Addis-Abeba : un sénateur congolais dénonce les coups d’état constitutionnels en afrique
Le sénateur Salomon Kalonda alerte l’Afrique sur les menaces démocratiques
Lors d’une intervention remarquée au Forum parlementaire sur le renseignement et la sécurité à Addis-Abeba, le sénateur congolais Salomon Kalonda Idi Della, représentant le Haut-Katanga, a tiré la sonnette d’alarme sur une pratique qu’il qualifie de bien plus dangereuse qu’un coup d’État classique : le coup d’État constitutionnel.
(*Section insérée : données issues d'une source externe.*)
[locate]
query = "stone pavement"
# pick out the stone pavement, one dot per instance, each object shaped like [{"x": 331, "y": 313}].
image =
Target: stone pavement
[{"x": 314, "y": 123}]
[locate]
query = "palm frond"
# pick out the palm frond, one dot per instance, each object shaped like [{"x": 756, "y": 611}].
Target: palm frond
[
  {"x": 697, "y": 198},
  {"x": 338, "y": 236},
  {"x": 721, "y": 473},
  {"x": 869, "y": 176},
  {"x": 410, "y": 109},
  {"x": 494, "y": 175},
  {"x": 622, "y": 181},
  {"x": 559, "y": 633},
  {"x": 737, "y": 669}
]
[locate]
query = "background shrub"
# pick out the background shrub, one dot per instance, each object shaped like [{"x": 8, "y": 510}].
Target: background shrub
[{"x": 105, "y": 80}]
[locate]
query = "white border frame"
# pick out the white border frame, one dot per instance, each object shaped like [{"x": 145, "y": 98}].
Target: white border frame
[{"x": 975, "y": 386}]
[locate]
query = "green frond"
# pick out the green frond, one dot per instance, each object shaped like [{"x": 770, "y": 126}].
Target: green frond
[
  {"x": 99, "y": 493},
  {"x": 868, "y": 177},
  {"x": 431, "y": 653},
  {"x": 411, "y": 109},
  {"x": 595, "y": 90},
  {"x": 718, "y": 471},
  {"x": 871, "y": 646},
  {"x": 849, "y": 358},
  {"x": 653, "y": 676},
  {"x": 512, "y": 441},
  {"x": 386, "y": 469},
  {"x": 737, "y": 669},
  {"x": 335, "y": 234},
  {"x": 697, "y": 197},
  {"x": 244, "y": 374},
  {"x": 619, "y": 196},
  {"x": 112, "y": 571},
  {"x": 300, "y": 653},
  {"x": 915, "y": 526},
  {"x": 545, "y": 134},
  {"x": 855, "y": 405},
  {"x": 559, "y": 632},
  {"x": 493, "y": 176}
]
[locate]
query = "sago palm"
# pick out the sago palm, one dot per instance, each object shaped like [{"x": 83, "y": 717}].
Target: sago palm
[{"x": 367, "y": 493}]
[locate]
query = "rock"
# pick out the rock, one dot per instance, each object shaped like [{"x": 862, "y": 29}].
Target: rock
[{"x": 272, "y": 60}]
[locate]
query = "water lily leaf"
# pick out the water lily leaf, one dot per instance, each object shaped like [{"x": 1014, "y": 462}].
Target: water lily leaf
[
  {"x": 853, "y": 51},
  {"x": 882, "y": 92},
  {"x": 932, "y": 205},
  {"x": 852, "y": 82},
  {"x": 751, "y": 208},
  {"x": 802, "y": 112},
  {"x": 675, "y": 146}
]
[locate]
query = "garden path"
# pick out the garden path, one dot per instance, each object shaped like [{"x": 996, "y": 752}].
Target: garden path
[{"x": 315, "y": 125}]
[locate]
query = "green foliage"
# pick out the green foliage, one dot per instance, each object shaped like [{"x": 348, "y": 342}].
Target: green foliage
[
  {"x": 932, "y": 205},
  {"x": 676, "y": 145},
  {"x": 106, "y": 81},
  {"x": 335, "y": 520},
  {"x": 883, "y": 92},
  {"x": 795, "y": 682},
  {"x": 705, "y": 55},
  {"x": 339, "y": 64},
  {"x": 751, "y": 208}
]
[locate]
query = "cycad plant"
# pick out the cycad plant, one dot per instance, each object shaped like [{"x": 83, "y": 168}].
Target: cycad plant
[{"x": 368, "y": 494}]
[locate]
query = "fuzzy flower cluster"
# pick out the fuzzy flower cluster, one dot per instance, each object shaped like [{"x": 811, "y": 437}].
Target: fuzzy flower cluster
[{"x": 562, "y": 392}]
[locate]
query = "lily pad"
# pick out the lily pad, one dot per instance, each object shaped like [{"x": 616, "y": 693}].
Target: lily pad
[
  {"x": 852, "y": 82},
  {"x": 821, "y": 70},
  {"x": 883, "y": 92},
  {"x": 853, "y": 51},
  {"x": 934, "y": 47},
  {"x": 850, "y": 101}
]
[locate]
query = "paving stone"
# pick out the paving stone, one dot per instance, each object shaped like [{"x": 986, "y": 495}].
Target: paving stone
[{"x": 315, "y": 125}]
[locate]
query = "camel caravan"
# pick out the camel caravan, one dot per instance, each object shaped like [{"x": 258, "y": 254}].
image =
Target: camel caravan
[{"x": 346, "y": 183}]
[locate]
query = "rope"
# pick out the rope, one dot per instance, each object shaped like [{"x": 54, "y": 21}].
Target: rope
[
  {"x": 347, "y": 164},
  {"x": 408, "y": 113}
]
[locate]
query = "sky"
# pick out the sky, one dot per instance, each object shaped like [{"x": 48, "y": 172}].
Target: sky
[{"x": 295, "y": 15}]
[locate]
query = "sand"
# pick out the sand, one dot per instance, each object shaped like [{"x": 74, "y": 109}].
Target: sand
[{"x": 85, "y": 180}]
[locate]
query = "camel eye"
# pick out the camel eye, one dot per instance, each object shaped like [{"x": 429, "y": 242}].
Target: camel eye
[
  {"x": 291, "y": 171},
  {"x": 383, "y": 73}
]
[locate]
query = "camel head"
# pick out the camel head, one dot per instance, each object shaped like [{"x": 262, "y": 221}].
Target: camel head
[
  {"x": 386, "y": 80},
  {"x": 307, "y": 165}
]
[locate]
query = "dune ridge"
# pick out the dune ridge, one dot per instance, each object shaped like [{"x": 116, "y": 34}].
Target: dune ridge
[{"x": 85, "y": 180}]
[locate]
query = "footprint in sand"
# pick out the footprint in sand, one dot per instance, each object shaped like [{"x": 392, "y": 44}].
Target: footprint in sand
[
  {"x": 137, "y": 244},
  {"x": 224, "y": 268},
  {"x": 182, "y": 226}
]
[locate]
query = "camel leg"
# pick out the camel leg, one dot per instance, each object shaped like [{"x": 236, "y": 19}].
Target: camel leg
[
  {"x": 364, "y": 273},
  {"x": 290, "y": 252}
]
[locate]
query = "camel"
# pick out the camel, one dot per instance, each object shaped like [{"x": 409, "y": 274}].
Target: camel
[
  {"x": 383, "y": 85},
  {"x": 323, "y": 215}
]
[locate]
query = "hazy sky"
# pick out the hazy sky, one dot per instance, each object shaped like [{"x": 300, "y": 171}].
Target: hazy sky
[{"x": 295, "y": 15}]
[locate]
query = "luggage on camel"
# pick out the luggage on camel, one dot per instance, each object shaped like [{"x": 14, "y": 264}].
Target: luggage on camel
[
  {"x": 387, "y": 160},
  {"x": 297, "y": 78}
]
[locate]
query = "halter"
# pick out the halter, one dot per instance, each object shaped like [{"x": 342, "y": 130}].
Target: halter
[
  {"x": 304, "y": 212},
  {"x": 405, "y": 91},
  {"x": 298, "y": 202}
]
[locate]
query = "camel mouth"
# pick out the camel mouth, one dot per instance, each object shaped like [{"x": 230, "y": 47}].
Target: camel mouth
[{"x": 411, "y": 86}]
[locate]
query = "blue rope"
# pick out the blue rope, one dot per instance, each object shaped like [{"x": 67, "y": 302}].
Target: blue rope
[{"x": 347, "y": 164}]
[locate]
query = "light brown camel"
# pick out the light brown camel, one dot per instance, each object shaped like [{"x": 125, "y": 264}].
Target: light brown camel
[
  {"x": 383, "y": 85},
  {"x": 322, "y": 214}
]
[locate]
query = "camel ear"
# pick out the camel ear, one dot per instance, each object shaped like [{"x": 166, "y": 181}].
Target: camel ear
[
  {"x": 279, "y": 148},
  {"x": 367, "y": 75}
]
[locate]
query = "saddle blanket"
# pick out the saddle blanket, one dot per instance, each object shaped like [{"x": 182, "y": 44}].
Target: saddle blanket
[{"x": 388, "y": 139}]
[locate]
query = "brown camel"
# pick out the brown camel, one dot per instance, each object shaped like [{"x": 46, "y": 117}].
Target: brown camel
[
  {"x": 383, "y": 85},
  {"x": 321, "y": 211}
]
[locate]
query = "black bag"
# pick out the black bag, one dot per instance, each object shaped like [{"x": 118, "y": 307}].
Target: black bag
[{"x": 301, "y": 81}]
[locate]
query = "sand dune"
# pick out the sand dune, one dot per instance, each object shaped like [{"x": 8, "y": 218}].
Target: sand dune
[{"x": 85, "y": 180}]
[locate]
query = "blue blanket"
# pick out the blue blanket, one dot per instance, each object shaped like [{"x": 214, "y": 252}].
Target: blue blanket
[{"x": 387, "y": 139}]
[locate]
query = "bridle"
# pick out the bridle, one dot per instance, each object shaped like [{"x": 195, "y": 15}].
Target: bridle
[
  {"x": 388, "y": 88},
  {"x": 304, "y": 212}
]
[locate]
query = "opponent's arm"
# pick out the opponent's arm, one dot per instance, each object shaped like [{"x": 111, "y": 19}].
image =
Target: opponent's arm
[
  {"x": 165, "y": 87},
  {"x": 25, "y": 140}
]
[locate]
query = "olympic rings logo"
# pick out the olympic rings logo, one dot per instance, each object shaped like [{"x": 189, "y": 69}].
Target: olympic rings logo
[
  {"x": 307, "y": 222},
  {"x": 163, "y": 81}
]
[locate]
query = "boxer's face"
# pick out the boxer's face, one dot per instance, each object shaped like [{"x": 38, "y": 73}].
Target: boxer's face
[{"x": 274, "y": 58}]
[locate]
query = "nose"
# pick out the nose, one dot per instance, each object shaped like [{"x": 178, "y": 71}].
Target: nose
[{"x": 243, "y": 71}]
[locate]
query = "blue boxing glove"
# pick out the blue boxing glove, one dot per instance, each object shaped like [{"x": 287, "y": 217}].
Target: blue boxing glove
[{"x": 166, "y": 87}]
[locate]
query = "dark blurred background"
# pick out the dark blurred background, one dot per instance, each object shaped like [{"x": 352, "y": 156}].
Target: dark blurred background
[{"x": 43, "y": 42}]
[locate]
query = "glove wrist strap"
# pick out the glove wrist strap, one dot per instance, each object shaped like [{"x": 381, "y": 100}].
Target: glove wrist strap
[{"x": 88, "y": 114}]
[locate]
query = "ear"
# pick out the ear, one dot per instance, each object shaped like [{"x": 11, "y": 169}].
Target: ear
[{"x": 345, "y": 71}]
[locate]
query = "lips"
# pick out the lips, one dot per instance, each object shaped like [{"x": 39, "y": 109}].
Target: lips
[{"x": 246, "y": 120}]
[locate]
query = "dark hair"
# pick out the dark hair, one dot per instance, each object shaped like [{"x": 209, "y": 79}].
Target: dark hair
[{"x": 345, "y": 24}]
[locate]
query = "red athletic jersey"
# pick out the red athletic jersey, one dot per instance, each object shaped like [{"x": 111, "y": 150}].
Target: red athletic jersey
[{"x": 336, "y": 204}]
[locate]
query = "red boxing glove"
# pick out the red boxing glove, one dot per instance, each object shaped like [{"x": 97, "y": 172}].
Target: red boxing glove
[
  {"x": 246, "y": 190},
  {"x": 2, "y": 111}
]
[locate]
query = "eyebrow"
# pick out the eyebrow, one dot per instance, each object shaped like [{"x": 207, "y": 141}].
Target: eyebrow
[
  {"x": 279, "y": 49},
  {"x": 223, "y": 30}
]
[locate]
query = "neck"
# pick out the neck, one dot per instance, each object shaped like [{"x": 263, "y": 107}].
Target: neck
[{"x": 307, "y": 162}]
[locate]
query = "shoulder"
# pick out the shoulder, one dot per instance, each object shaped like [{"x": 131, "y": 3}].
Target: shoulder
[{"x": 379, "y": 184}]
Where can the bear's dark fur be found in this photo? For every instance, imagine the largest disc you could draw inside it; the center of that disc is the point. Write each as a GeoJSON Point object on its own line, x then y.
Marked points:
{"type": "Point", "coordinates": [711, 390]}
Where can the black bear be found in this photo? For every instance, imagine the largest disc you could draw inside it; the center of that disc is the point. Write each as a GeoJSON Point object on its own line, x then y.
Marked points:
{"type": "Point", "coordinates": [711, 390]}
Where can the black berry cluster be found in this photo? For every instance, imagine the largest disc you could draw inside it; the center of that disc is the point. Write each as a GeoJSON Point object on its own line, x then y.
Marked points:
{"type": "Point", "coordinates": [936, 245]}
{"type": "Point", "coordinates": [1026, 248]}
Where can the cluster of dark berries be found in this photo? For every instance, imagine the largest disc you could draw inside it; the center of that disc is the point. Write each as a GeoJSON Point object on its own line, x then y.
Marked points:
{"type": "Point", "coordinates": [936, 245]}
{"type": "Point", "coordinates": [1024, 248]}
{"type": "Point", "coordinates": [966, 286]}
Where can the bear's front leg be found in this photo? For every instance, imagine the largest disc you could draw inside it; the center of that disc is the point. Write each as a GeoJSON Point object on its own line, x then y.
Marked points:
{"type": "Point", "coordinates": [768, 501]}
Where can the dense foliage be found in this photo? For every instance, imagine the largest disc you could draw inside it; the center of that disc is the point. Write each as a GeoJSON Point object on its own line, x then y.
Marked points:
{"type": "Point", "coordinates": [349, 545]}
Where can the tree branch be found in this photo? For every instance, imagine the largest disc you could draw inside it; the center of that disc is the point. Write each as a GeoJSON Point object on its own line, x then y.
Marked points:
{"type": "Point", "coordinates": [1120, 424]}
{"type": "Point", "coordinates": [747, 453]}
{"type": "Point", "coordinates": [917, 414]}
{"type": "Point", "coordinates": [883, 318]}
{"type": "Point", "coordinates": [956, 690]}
Ce vendredi, sous les yeux des représentants de plusieurs nations africaines, il a partagé une analyse tranchante des dérives observées en République démocratique du Congo, où une réforme constitutionnelle est en cours, ouvrant la voie à un potentiel troisième mandat présidentiel. Selon lui, cette manœuvre, bien que présentée sous un jour légal, constitue une violation flagrante des principes démocratiques.
La répression des voix contestataires
Le parlementaire a détaillé avec précision la violence déployée contre les citoyens congolais qui osent manifester leur opposition :
- Des manifestants tués lors de rassemblements pacifiques.
- Une répression systématique des mouvements citoyens et de la société civile.
- Un silence complice des partenaires internationaux, que le sénateur qualifie de complicité passive face à ces atteintes aux droits fondamentaux.
« Il n’existe pas de bons coups d’État constitutionnels », a-t-il martelé, soulignant l’urgence de mettre fin à cette asymétrie de traitement entre coups d’État militaires, condamnés sans réserve, et modifications constitutionnelles utilisées pour prolonger indûment un mandat.
Les failles structurelles des processus électoraux africains
Au-delà de la situation congolaise, le sénateur a pointé du doigt plusieurs dérives récurrentes sur le continent :
- L’absence d’indépendance des commissions électorales, souvent sous influence politique.
- L’invalidation ciblée de candidats populaires par des juridictions électorales partiales.
- Les coupures d’internet lors des proclamations de résultats, révélatrices d’une méfiance envers les propres chiffres du pouvoir.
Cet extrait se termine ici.